A quick and violent cataclysm tore the ceiling asunder. The broken chunks of steel and concrete crashed to the ground, crushing the many of the artifacts beneath. High-pitched arcane howls and blinding bursts of light erupted as the broken artifacts set off a chain reaction, throwing the room into total chaos. Smoke and dust from the debris choked the room. I couldn't see anypony, but I could taste a viscous hatred flooding in. It coated the air and left us sputtering. Damn it. I barely missed getting crushed as I was flung off my hooves, but my head was ringing. Before I could call out for my friends, my body silenced itself instinctively.

“Finally... it’s here. Everything, it all comes down to this!” a cackling voice cut through the billowing dust cloud. Her voice was different now. It carried a bitter gravel, no doubt a sign of the wasteland. She cleared the air with a flap of her broad wings, revealing the distorted white flesh of the alicorn.

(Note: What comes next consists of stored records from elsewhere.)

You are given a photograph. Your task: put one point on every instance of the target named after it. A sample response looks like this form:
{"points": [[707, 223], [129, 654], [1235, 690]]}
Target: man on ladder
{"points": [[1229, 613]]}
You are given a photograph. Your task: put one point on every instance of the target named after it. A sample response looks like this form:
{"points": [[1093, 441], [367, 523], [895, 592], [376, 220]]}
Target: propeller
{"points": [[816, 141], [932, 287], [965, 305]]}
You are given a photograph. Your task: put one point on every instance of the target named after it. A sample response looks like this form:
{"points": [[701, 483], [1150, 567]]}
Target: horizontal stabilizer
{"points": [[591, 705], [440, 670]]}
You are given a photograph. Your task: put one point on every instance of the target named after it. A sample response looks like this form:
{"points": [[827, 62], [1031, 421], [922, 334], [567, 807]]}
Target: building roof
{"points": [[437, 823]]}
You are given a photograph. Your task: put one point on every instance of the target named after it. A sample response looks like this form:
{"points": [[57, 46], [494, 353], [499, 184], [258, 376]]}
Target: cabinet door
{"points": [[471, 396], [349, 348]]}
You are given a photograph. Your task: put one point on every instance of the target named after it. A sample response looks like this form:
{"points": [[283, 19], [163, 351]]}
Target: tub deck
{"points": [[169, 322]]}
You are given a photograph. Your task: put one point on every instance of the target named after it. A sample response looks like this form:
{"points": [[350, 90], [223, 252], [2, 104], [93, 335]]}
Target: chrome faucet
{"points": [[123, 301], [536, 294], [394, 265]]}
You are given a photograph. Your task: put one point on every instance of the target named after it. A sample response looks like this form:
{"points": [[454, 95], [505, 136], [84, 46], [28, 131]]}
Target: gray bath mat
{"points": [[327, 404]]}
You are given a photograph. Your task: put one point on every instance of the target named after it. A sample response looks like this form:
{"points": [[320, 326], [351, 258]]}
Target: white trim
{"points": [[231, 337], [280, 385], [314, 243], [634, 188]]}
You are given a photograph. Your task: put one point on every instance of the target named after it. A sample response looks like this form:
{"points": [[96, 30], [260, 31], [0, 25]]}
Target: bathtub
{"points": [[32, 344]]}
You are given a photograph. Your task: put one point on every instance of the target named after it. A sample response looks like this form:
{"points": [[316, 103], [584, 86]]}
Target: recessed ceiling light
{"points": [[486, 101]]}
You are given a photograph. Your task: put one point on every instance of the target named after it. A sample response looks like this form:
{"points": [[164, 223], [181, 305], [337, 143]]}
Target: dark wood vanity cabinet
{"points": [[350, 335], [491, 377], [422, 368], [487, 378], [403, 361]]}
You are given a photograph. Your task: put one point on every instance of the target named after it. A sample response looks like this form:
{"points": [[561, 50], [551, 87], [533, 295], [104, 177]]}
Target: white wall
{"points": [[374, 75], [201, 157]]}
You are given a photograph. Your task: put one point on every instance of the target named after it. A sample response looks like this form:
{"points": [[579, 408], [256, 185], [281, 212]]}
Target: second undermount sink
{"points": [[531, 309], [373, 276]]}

“Calico...” I muttered as I ducked behind a fallen pillar. Damn it, why did she have to show up? It was fine, she didn't know we were here... not yet. We could lay low... We wouldn't win a fight. Not here. Not now. Forget Hexerai... we could call this a loss and get away with our lives.

That was what we should have done... but my heart dropped as I saw Calico marching towards Scapegrace.

Damn it, girl! Hide! That was what she was good at, why wasn't she?

“Out of my way!” Calico growled.

As if she didn't hear, Scapegrace trembled as her hooves traced the frame of the box. Scapegrace produced her ring of lock picks and flipped to the most twisted ones among them.

“I have a short fuse, whelp. Do you want to die?” Calico barked.

“Do you want this open?” Scapegrace muttered in brittle defiance as her eyes soaked in the details of the lock. The alicorn tensed as a haze grew around her horn. A tight, certain kill strike, judging by the look in her eyes. “It’s trapped, and you'd break the lock. The runes are designed to reduce a unicorn down to a singularity.”

Calico faltered.

“That's what I thought,” Scapegrace sighed as she fumbled with the lock picks feeling around. Removing the picks, she grit her teeth and molded a new bone slowly... not into a lock pick... but a key. “I've been looking for this for too damn long. I can't lose it to you. I don't care what you do with anything else, but I need the Heart.”

The box, made of foreign clockwork structures reeking of skeptic paranoia, howled as it gaped open, gasping for its first breaths of air in over a century. Inside, there were several talon-like vices, pinning two artifacts into place. Calico seemed to gawk at the twisted bone scepter within, like it whisked away her mind and left her body chasing after. It was a hammer, with a strange equine skull, linked to distorted shaft of various bones of different creatures, all fused together by some color-stealing ichor.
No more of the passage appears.